Diabetics have higher cardiovascular mortality even with equal treatment, explained by accelerated atherosclerosis.
▶What are the three lipid abnormalities of diabetic atherogenic dyslipidemia?
Increased triglycerides, decreased HDL, and increased small-dense LDL (sdLDL).
▶What four factors accelerate atherosclerosis in diabetes?
Atherogenic dyslipidemia, platelet hyperreactivity, hyperglycemia-induced endothelial injury, and autonomic neuropathy.
▶What features make an atherosclerotic plaque "vulnerable"?
A thin fibrous cap, a large lipid-rich necrotic core, intra-plaque hemorrhage, and inflammation — these rupture easily → thrombosis → acute coronary syndromes.
▶What endothelial changes promote platelet hyperreactivity in diabetes?
Reduced anticoagulant/anti-platelet factors: ↓heparan sulfate, ↓thrombomodulin, ↑tissue factor, ↓NO, and ↓prostacyclin.
▶What intrinsic platelet changes occur in diabetes?
Increased thromboxane production, decreased response to prostacyclin/NO, and hyperreactivity to ADP.
▶What coagulation-cascade changes contribute to platelet hyperreactivity in diabetes?
Increased PAI (reduced plasmin → slowed fibrinolysis, prolonged platelet activation) and increased fibrinogen (greater aggregation/plug formation).
▶At what stage does platelet hyperreactivity already appear in diabetes?
It is present already in prediabetes.
▶What are the main lipid-lowering drug classes and their targets?
Statins (HMG-CoA reductase), ezetimibe (cholesterol absorption), and PCSK9 inhibitors.
▶What are the main antiplatelet drug classes and examples?
Aspirin (COX/thromboxane), P2Y12 inhibitors (clopidogrel, prasugrel, ticagrelor), and GP IIb/IIIa inhibitors (abciximab, tirofiban).

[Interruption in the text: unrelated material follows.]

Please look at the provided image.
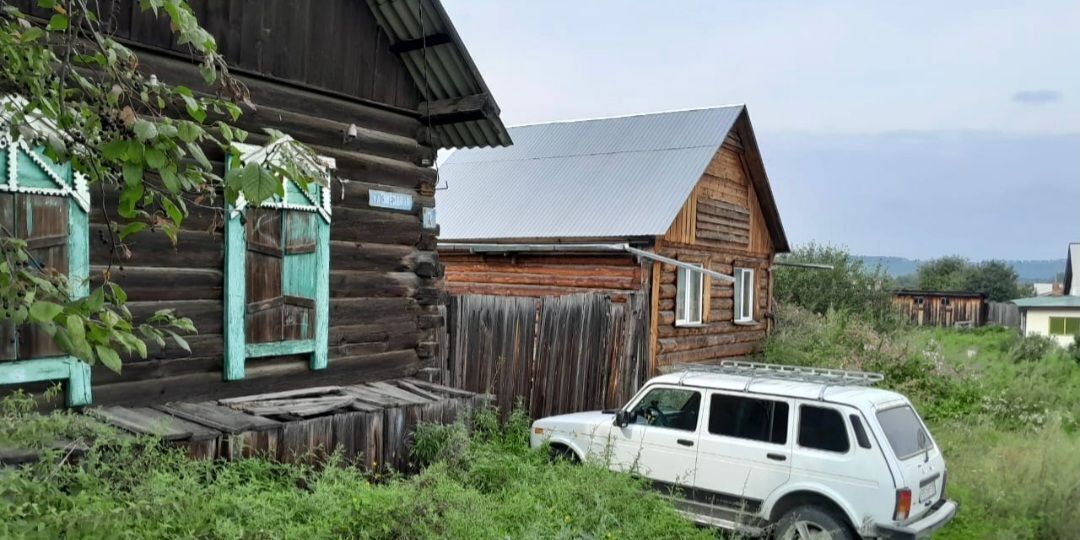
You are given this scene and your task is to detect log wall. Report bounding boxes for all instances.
[650,142,773,373]
[4,0,445,405]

▶Why is glycemic control alone insufficient for managing diabetic macrovascular risk?
Cardiovascular risk requires more aggressive control of risk factors — e.g., lower lipid targets and consideration of antiplatelet therapy — beyond glucose lowering.
▶Why is small-dense LDL (sdLDL) particularly atherogenic?
sdLDL exports more cholesterol into the tissue/vessel wall, accelerating atherosclerosis.
▶What drives atherogenic dyslipidemia in diabetes, and what worsens it?
It is driven by insulin resistance/deficiency and is worsened by chronic kidney disease, raising both chronic and acute coronary syndrome risk.